Contents
The SGD Physico-chemical Properties page provides basic protein information calculated using the predicted primary sequence. This information is calculated using the ProtParam tool (atomic composition, extinction coefficient, estimated half-life, instability index and aliphatic index) available at ExPASy, GCG's PEPTIDESORT (amino acid composition) and CodonW (coding region translation calculations). More detailed information about the individual properties and how they are calculated can be found in the sections listed below. Documentation relevant to the calculations obtained using the ProtParam tool was obtained from the ProtParam references/documentation page.

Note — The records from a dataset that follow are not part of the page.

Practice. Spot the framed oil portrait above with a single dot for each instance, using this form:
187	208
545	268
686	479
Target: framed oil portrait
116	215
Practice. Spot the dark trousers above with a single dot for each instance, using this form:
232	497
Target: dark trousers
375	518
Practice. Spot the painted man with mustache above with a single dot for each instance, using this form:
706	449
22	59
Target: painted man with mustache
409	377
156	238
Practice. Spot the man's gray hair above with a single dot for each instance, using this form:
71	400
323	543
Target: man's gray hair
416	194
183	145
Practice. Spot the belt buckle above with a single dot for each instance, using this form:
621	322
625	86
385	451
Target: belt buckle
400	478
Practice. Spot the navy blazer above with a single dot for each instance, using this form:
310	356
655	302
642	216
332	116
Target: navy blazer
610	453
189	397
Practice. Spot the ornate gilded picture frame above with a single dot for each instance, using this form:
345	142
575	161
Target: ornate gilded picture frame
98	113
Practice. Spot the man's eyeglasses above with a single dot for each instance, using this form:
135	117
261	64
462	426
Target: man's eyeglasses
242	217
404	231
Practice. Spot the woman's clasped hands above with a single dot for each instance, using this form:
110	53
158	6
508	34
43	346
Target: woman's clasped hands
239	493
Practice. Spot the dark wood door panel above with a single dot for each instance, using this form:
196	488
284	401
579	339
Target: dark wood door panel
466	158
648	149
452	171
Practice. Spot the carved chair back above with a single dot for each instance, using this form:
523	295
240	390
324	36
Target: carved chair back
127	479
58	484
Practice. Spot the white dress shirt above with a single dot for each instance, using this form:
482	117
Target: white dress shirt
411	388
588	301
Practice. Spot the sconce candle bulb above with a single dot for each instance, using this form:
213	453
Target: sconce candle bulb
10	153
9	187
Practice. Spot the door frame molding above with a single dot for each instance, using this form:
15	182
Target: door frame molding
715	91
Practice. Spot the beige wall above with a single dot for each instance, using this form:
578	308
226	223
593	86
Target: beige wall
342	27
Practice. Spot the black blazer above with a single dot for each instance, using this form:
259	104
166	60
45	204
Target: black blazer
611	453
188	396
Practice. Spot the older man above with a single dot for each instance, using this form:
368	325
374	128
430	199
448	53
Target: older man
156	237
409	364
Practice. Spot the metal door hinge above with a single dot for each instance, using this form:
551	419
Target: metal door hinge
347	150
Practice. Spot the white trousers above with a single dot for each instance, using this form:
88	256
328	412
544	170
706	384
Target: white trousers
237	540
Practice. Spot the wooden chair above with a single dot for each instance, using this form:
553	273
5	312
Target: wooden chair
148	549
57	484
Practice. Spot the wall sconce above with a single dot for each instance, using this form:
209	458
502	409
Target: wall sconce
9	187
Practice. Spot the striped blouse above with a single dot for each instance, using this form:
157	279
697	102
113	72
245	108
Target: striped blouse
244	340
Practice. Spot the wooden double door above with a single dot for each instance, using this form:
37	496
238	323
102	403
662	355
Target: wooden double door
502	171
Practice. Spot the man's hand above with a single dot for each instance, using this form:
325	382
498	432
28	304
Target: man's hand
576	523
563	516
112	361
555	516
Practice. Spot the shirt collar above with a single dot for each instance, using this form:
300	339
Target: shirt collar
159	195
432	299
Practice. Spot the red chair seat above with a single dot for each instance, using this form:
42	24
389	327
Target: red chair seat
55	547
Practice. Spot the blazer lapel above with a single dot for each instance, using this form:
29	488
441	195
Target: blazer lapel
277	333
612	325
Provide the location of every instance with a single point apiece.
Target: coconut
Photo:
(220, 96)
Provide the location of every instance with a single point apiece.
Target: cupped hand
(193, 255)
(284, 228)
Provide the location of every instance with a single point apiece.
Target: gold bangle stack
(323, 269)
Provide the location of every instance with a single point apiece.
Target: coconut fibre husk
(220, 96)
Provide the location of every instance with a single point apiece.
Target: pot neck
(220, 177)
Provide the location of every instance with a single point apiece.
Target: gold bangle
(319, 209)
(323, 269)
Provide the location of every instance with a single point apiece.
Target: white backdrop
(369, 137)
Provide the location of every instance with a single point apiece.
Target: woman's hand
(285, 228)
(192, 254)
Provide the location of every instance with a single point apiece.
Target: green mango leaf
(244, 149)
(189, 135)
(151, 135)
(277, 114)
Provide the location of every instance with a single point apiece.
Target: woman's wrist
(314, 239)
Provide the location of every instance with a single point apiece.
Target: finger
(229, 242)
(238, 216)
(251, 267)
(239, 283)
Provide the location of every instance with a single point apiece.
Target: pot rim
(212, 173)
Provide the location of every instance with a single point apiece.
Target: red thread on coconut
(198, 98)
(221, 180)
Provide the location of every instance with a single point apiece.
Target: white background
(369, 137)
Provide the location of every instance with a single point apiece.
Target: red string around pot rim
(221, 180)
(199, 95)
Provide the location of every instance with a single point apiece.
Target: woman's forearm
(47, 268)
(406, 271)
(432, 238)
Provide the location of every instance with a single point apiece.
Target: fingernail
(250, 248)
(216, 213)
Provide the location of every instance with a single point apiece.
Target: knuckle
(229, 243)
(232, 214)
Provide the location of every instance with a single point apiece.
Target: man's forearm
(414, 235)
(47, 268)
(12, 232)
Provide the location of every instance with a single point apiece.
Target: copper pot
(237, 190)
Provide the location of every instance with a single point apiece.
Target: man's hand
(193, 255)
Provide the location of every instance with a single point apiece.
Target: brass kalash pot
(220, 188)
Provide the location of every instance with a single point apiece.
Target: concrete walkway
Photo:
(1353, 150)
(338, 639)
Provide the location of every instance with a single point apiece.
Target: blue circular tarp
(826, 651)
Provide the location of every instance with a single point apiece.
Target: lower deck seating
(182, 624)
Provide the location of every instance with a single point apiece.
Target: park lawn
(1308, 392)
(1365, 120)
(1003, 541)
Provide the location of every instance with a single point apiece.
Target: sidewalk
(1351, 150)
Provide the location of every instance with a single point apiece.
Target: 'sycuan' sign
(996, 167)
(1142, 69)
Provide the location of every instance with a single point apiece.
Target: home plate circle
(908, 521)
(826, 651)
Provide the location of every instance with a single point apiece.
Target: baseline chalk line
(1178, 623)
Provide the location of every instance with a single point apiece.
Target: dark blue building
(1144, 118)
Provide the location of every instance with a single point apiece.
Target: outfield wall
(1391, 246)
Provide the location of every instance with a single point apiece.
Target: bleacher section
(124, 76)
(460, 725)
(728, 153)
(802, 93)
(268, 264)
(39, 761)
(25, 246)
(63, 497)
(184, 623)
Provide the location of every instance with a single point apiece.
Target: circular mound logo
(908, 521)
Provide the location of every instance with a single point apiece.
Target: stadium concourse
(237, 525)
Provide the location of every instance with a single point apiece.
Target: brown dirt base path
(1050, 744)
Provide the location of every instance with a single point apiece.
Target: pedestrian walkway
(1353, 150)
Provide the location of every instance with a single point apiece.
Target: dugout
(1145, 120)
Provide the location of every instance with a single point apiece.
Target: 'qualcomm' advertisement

The Amino Acid Composition is based on the primary sequence. The table contains three columns: the first lists both the three- and one- letter designations for the twenty amino acids, the second column lists the number of amino acids present in one molecule, and the third contains the composition expressed as a percentage. Values in this table were calculated using GCG's PEPTIDESORT.
The Atomic Composition Table displays the composition of the protein, with respect to the number of atoms of carbon, hydrogen, nitrogen, oxygen, and sulfur that it contains as well as the total number of atoms and the resulting formula. Values in this table were calculated using the ProtParam tool, available at ExPASy.
The estimated half-life is a prediction of the time required for half of a synthesized protein to turn-over both in vitro and in vivo. This value is calculated based on Varshavsky's "N-end rule", which predicts protein half-life based on the identify of the N-terminal amino acid residue of a protein (reviewed in Varshavsky, 1996, and Varshavsky, 1997). The N-terminal residue plays an important role in the determination of in vivo protein stability. The ordering of protein half-life was determined by creating a series of ubiquitin-beta-gal fusion proteins in yeast where the identity of the amino terminal residue beta-gal residue was varied. When expressed in yeast the ubiquitin moeity was cleaved exposing various residues at the N-termini. The half-lives of these proteins varied greatly from less than 3 minutes to greater than 30 hours depending on the identity of the residue (Bachmair et al., 1986). Similar experiments were carried out in E. coli and in mammalian reticulocytes (Gonda et al., 1989 and Tobias et al., 1991). Estimated half-lives were calculated using the ProtParam tool, available at ExPASy and are not applicable for N-terminally modified proteins. Approximate half-lives of proteins in the three systems analyzed are summarized in the following table (taken from Varshavsky, 1997 and Gonda et al., 1989).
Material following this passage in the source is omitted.